最近、アンチエイジングの研究の中で、「NMN」という物質がにわかに注目されています。
「NMN」とは、ニコチンアミド・モノヌクレオチドの略で、生命維持に欠かせない補酵素として知られ、健康と寿命を司るサーチュイン遺伝子を活性化することが知られています。
少し前になりますが、NHKの番組でもブドウの皮などに含まれるポリフェノールの1種のレスベラトロールが「サーチュイン遺伝子」を活性化させることが放映され話題となりましたので、「サーチュイン遺伝子」という言葉は、耳にしたことがあるのではないでしょうか。
人生100年時代と言われて久しいですが、加齢とともに筋力も衰え、肌にシミやシワが目立つようになり、視力や体力が落ちてくることや、さらには、病気のリスクも高まり、認知症も気になってくると、手放しで喜んでばかりいられません。
このような老化に伴う悩みが解消されれば、「健康長寿」として大いに歓迎されるところです。
そこで「NMN」が「若返りの秘薬」としてにわかに注目されてきたわけですが、「NMN」は、もともと人間の身体の組織や細胞に存在する物質で、体内でNAD(ニコチンアミドアデニンジヌクレオチド)に変化し、老化や寿命をコントロールするサーチュイン遺伝子をつくりだし、全身のさまざまな機能を回復させることがわかっています。
NMN研究の第一人者のワシントン大学医学部教授の今井眞一郎氏らの研究グループは、2007年からマウスを用いた研究をスタートし、1年間毎日「NMN」を与えたところ、見た目、運動能力、活動量が細胞レベルで若返り、明らかな老化抑制効果が認められたことを発表しています。また、本年4月には、55歳~75歳の閉経後の糖尿病予備軍で肥満女性25名による臨床試験を行い、糖の取りこみ機能の改善が見られたことを論文で発表しています。

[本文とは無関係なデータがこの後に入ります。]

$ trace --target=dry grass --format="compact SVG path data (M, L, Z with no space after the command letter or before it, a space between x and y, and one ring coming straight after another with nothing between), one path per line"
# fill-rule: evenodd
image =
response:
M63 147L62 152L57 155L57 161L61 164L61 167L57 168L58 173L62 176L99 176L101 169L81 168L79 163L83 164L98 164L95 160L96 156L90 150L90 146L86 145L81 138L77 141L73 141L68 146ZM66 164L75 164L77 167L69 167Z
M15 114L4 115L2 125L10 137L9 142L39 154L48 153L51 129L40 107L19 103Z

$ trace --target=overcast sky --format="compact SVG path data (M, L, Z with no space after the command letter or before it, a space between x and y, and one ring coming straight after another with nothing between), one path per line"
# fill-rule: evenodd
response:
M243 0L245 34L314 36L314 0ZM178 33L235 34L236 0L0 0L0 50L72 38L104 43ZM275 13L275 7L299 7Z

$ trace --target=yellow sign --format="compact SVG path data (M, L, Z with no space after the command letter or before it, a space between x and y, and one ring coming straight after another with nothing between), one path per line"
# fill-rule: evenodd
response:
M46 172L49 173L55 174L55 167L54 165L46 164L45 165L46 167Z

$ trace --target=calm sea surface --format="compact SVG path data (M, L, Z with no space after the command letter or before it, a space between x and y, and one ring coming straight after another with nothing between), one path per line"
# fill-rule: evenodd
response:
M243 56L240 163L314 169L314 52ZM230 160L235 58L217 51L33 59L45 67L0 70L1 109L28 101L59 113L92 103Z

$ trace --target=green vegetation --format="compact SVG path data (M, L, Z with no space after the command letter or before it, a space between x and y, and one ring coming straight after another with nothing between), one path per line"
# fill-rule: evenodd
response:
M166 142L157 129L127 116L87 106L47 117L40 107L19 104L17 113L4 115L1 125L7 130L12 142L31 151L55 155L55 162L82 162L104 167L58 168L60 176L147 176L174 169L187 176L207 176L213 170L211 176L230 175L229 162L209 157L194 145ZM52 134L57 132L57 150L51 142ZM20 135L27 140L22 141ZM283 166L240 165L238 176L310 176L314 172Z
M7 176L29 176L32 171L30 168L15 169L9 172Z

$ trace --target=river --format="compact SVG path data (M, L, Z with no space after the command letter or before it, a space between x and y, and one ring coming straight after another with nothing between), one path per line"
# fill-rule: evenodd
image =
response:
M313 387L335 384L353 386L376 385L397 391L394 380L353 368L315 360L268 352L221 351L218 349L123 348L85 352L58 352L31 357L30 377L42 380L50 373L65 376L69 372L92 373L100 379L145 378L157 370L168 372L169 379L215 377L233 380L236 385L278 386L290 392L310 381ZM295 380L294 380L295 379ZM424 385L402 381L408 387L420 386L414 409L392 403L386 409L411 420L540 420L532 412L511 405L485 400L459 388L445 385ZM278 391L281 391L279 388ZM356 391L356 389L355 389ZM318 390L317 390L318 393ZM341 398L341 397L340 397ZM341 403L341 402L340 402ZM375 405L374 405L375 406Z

今井眞一郎氏によれば、「NMNは、老化を食いとめ、健康寿命を延ばすことが期待される物質です。ところが、体内のNMN量は加齢によって減少し、それに伴い、NAD量も減っていきます。
そこで、化学的に生成されたNMNを、体外から補充することを考えたのです。
現在はヒトを対象にした臨床試験も重ねており、その結果は、近いうちに発表できると思います。とはいえ、人間における抗老化作用が確認できるまでには、もう少し時間がかかるでしょう。
NMNはまだ研究段階で、解明できている点もあれば、解明されていない点もあります。それを理解し、しっかり研究に取り組んできた専門家が発信する情報に基づき、納得の上で活用いただきたいですね」と述べています。さらに現在では、NMNの脳への作用を重点的に研究しており、その結果は年内には発表される見込みだそうです。
以上のように「NMN」は、アンチエイジング分野で注目されている成分ですが、上述のレスベラトロールのサーチュイン遺伝子活性化作用は、ミトコンドリア増加作用によるものと考えられていることから、「NMN」のこれらの作用もミトコンドリアの増加作用に関与している可能性が考えられます。
ミトコンドリアの増加作用といえば、皆様ご存知の「PQQ」が有名ですが、その作用はなんと「NMN」の約1,000倍も強いことが実験によって知られていますので、「PQQ」もまたアンチエイジング分野でもますます注目されるようになってくるのではないかと期待されるところです。